3 years after Mumbai train blasts, Parag Sawant still lies in hospital

Last updated on: July 10, 2009 15:21 IST
riti Sawant sits with her two-year-old daughter in her home in Bhayandar, a township near Mumbai.

There is a vacant look in her eyes. Her husband Parag, just 29 years old, was injured in the Mumbai train blasts of July 11, 2006. Parag suffered a severe head injury which resulted in a brain hemorrhage.

In an unconscious state, he was taken to the Bhaktivedanta Hospital and shifted to the Hinduja Hospital in north-central Mumbai the same night. The hospital is where he has lain for the last three years.

Parag has undergone five neurosurgical procedures. His father Prakash, who works at the Mazgaon docks in the city; his mother and uncle take turns sitting by his bedside.

Parag and Priti had met five years before the blasts devastated their lives. They fell in love and got married in 2001 when Parag was working as an assistant sales manager in a company. Just as they were dreaming of building a future for their child, the bottom dropped abruptly out of their world.

The couple had just about begun rejoicing in the news that Priti was pregnant after five years of marriage, that 7/11 happened. From a peaceful life shunting between her parents' home to her husband's home, both in Bhayandar, life became a nightmare.

Now Priti travels to Mahim in north-central Mumbai every day. She takes the local, the same train that maimed her husband for life.

A few months after the blasts, Priti delivered her baby. The Railways that had promised jobs to the next of kin, dilly-dallied in true bureaucratic style. Jobs had been announced for the kin of those who had died, but Parag was alive.

After Parag's father and uncle's relentless pursuit, the Railways gave Priti a job. Now Priti spends her time looking after her baby, her job, her home and her husband.

Her parents and in-laws have helped her immensely. Priti leaves for work from her mother's house, leaving the baby in her care during the day. On the weekends she goes to her in-laws's home.

Two years ago she enrolled in college and attends classes on Saturday. Priti has passed her second year in college and will graduate next year.
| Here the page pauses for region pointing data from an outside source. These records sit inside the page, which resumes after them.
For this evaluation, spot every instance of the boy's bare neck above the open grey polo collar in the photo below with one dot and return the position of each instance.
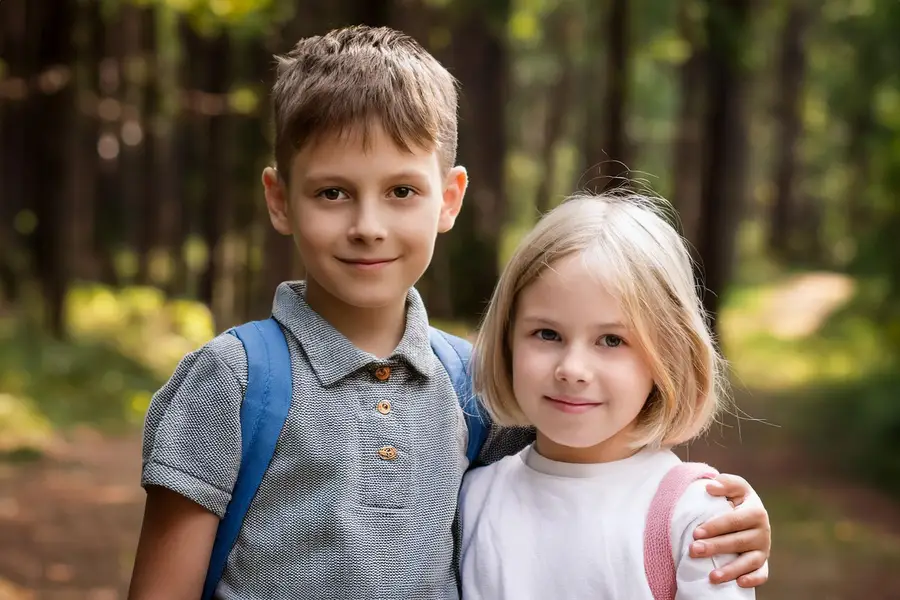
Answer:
(375, 330)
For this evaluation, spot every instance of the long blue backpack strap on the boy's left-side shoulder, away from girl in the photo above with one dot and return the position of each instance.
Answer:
(263, 413)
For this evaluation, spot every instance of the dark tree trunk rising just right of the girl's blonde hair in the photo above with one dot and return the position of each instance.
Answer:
(725, 179)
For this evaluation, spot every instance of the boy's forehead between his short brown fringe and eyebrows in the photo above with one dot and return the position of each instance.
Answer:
(362, 150)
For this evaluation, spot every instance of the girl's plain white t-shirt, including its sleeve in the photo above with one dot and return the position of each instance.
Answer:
(539, 529)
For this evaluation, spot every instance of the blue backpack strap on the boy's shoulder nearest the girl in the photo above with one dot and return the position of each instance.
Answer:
(455, 353)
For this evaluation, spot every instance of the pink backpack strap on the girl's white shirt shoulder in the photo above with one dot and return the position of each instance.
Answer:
(659, 565)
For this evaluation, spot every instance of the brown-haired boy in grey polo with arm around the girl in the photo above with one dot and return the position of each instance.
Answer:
(360, 497)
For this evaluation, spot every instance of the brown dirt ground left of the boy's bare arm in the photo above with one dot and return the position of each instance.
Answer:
(69, 522)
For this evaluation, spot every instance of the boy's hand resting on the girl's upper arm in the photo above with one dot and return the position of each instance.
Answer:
(745, 531)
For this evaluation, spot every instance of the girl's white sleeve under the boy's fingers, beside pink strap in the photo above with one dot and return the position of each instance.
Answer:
(695, 507)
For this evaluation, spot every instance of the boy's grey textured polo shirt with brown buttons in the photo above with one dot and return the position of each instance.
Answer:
(360, 498)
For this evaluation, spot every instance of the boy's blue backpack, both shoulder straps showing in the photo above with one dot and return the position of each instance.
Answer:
(264, 411)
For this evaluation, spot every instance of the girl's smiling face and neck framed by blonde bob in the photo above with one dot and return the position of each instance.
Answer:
(578, 374)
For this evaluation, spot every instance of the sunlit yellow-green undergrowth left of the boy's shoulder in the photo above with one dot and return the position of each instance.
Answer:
(122, 346)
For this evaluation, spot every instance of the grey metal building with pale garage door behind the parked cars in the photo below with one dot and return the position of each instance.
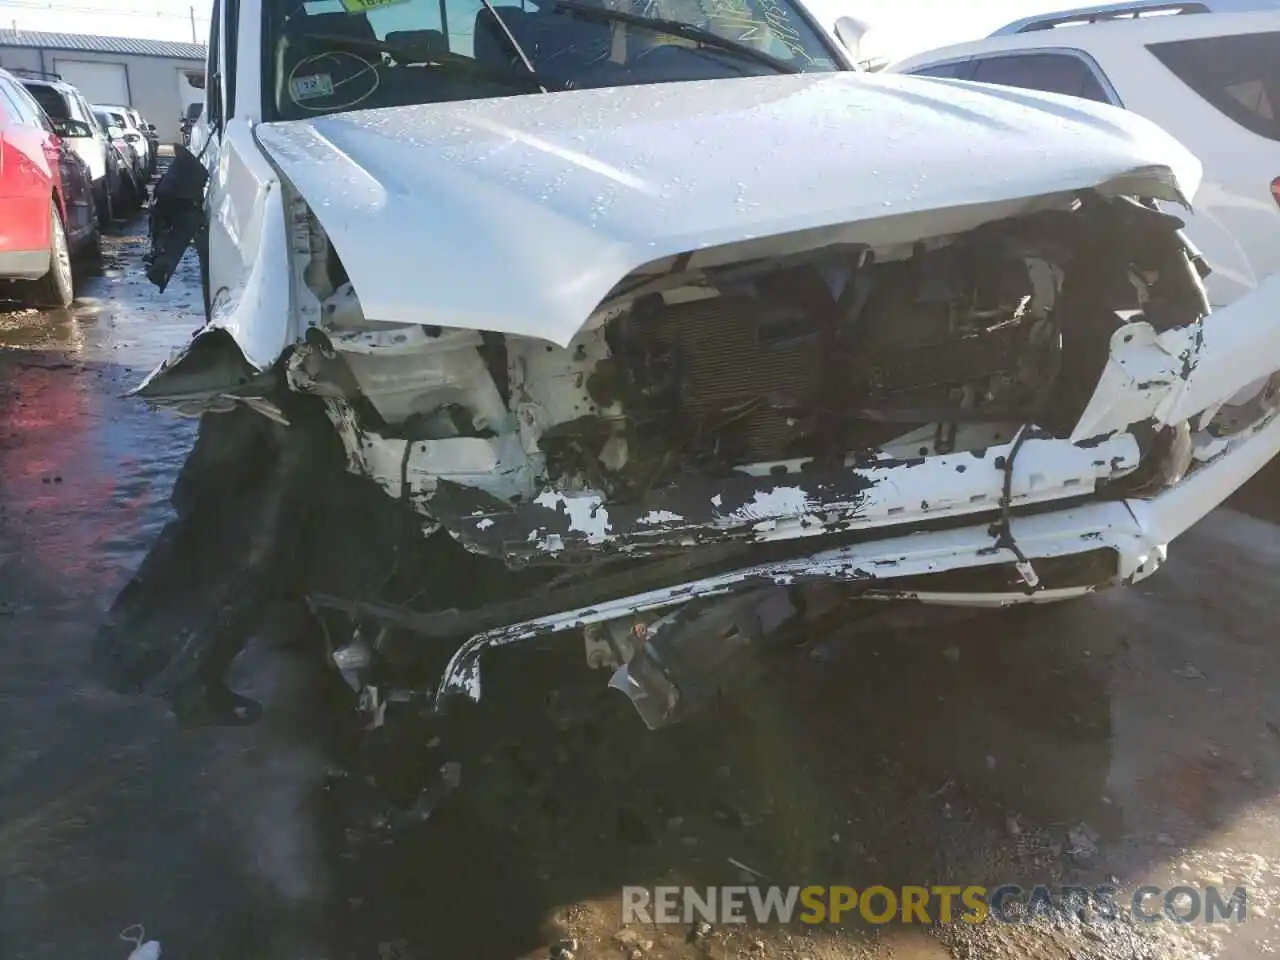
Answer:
(152, 76)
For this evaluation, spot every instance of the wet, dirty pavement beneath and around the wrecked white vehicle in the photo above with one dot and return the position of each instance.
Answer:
(1135, 735)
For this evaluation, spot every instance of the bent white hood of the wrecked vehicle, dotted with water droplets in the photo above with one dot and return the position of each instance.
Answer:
(520, 214)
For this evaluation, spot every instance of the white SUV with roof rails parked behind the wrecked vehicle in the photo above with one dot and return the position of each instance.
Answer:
(1208, 76)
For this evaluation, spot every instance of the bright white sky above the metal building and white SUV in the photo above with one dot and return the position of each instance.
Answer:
(902, 28)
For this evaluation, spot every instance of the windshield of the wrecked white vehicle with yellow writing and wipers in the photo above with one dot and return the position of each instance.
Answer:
(330, 56)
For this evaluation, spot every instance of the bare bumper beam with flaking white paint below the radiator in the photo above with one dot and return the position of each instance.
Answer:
(804, 504)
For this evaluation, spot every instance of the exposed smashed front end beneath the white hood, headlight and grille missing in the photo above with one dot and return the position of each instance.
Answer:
(851, 356)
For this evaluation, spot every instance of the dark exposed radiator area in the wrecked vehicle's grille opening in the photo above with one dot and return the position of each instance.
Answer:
(811, 364)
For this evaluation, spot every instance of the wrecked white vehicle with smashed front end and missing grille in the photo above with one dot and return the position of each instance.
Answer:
(664, 330)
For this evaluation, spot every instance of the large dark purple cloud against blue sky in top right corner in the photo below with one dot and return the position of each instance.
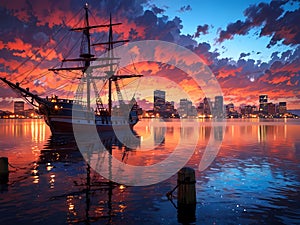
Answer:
(274, 22)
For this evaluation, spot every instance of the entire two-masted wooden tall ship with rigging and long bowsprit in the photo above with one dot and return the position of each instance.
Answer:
(87, 109)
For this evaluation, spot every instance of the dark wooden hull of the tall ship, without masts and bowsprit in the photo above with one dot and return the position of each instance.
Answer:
(64, 117)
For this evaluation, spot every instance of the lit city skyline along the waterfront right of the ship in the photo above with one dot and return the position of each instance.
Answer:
(214, 109)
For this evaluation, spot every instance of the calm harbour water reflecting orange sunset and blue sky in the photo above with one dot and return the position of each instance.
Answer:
(254, 178)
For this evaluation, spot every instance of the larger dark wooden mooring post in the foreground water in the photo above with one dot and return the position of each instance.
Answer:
(186, 195)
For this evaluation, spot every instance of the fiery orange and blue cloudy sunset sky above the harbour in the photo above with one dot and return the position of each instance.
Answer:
(251, 46)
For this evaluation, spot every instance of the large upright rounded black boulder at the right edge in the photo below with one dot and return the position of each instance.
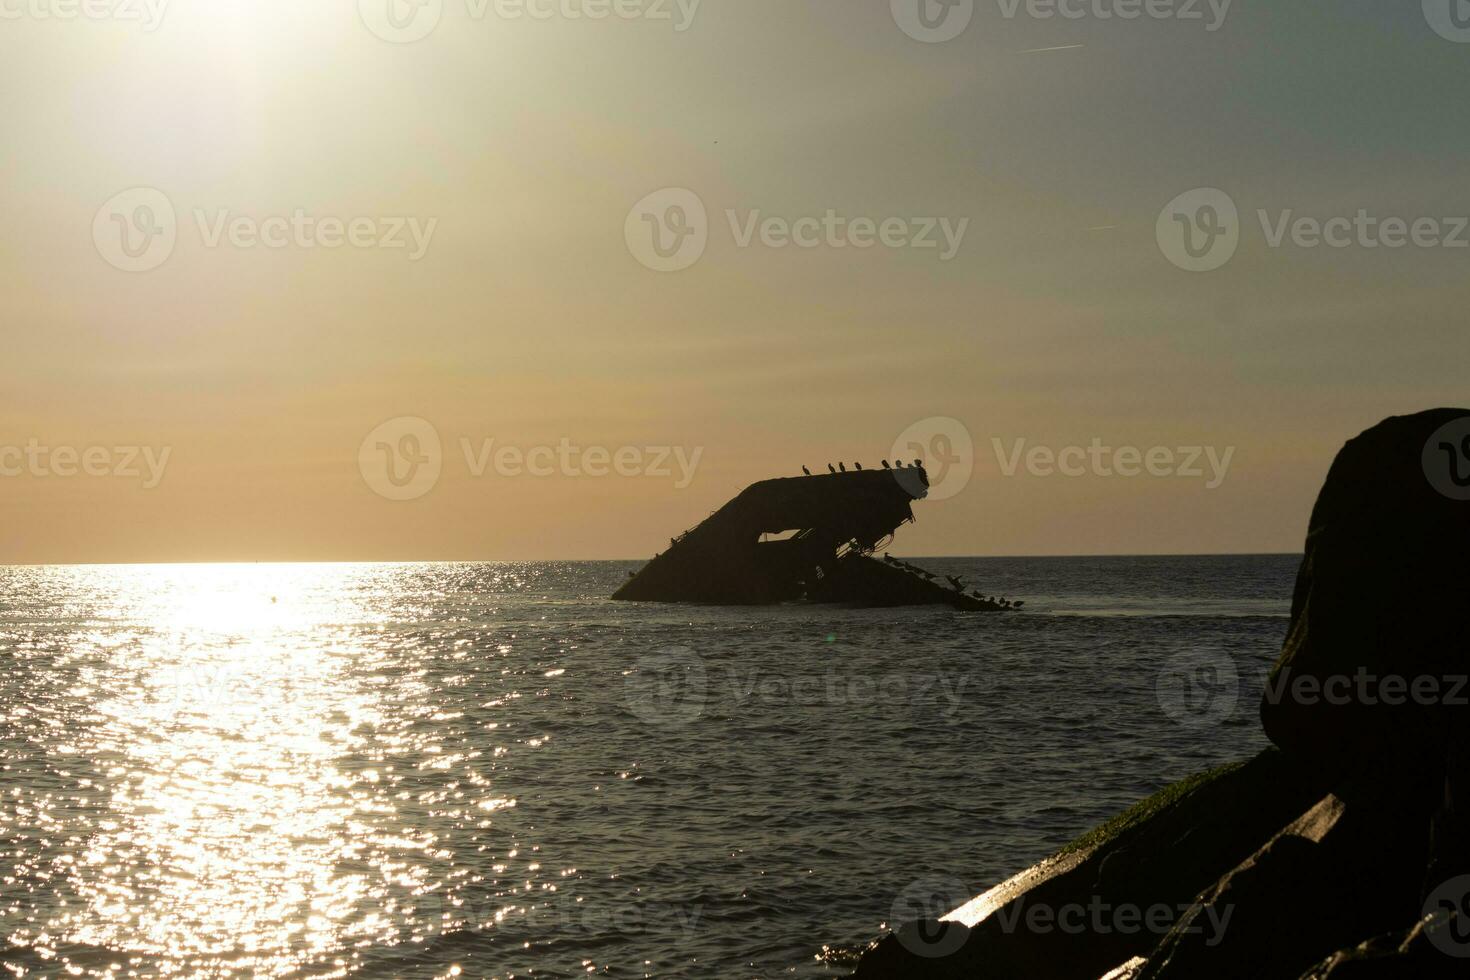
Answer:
(1381, 596)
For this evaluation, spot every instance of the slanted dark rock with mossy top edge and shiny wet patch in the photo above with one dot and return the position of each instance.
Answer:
(1149, 863)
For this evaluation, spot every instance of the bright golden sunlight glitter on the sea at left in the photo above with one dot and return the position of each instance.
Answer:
(264, 807)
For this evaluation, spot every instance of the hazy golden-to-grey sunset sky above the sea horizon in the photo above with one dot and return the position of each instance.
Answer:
(465, 280)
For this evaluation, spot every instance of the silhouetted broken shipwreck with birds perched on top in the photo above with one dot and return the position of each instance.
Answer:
(808, 538)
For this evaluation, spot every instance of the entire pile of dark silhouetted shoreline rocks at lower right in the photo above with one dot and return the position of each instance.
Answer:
(1343, 856)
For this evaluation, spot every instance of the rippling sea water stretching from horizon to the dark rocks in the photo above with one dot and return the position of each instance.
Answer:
(490, 771)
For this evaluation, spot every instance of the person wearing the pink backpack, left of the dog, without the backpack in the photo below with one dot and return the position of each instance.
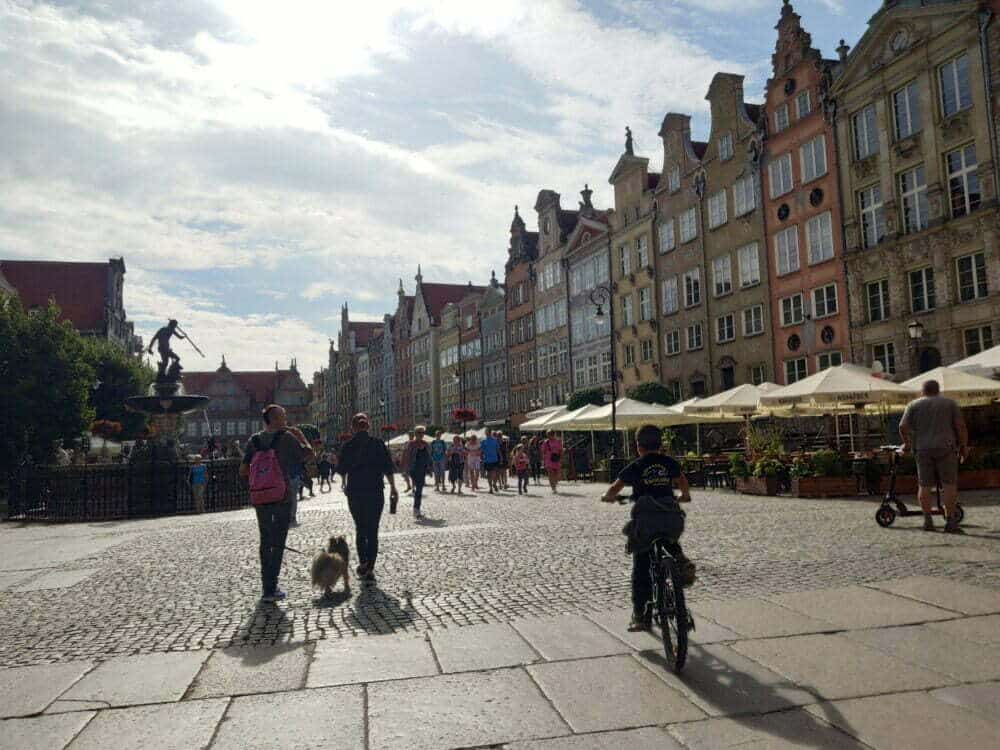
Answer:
(291, 448)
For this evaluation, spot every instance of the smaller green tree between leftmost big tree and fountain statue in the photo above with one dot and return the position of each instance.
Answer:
(118, 376)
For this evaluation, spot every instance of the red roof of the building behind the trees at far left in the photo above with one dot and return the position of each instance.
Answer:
(80, 289)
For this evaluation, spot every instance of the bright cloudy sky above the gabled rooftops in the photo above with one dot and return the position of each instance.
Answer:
(259, 164)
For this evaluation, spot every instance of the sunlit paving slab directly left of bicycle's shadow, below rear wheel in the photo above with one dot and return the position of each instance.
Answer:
(614, 692)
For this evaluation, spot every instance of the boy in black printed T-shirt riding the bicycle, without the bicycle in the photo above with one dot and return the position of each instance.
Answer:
(655, 514)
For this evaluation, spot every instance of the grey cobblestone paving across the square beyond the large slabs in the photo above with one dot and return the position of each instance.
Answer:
(91, 591)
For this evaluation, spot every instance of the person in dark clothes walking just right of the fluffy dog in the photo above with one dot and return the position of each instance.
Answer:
(363, 463)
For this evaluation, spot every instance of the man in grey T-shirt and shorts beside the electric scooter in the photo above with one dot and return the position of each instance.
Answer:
(934, 428)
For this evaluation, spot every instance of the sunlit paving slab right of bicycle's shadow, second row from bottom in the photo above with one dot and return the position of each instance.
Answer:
(833, 666)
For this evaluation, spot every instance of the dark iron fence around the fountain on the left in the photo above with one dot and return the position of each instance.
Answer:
(104, 492)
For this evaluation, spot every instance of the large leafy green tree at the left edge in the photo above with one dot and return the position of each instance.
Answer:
(46, 382)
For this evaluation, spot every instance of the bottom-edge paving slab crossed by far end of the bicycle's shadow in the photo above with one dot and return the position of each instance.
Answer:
(778, 731)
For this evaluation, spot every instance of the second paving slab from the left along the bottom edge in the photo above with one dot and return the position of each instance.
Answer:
(168, 726)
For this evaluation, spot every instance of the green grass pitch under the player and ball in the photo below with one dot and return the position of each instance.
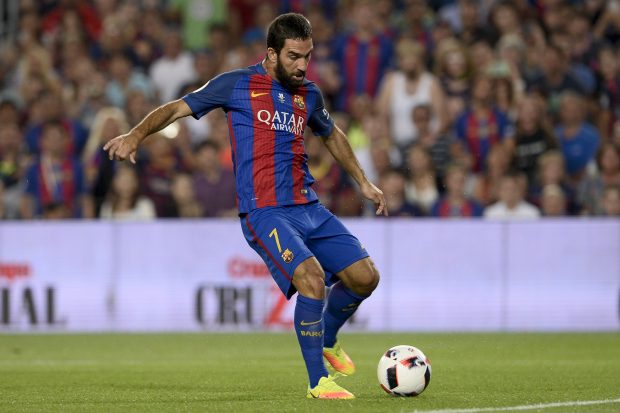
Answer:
(264, 372)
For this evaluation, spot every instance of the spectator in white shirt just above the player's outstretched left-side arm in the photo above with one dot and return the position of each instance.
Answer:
(172, 70)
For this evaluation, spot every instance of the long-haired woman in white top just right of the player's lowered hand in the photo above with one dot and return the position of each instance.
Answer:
(421, 184)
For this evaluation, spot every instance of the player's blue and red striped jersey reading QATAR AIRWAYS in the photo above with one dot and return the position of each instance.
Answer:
(266, 123)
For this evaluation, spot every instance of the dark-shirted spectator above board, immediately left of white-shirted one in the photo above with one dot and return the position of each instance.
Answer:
(454, 203)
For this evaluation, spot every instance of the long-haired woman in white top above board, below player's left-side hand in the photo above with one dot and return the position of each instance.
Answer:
(123, 200)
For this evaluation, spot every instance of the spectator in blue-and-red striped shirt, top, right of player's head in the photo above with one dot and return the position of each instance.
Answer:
(363, 55)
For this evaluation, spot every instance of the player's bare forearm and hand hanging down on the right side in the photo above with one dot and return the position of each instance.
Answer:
(338, 145)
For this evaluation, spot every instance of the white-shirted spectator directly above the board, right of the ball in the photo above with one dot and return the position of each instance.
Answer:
(511, 204)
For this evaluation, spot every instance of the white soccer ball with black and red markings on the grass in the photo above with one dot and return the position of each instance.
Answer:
(404, 371)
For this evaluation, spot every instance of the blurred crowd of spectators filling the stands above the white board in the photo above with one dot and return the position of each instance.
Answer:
(455, 108)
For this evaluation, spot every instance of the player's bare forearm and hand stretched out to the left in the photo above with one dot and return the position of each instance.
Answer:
(125, 146)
She has decided to get a Master's degree as she believes it will help her later in life. Her child is now in nursery school.

Every Sunday she spends the day with Parag at the hospital. "He now recognises me, his parents and his child. He understands us -- like when we say 'eye' he points to his eyes. He says 'Amma, Papa.' He shakes hands when you ask him too," says Priti.

Two years back the doctors had said that only time would show if there was any improvement because he was then in a vegetative state. Parag was alive, but not aware. The awareness is returning slowly.

"I am eternally indebted to the Railways, they are paying all his hospital expenses," says Priti.

Three years after the tragic day, the pain in Priti's eyes is heart-wrenching but her belief that her husband will rise from that hospital bed is a lesson in courage.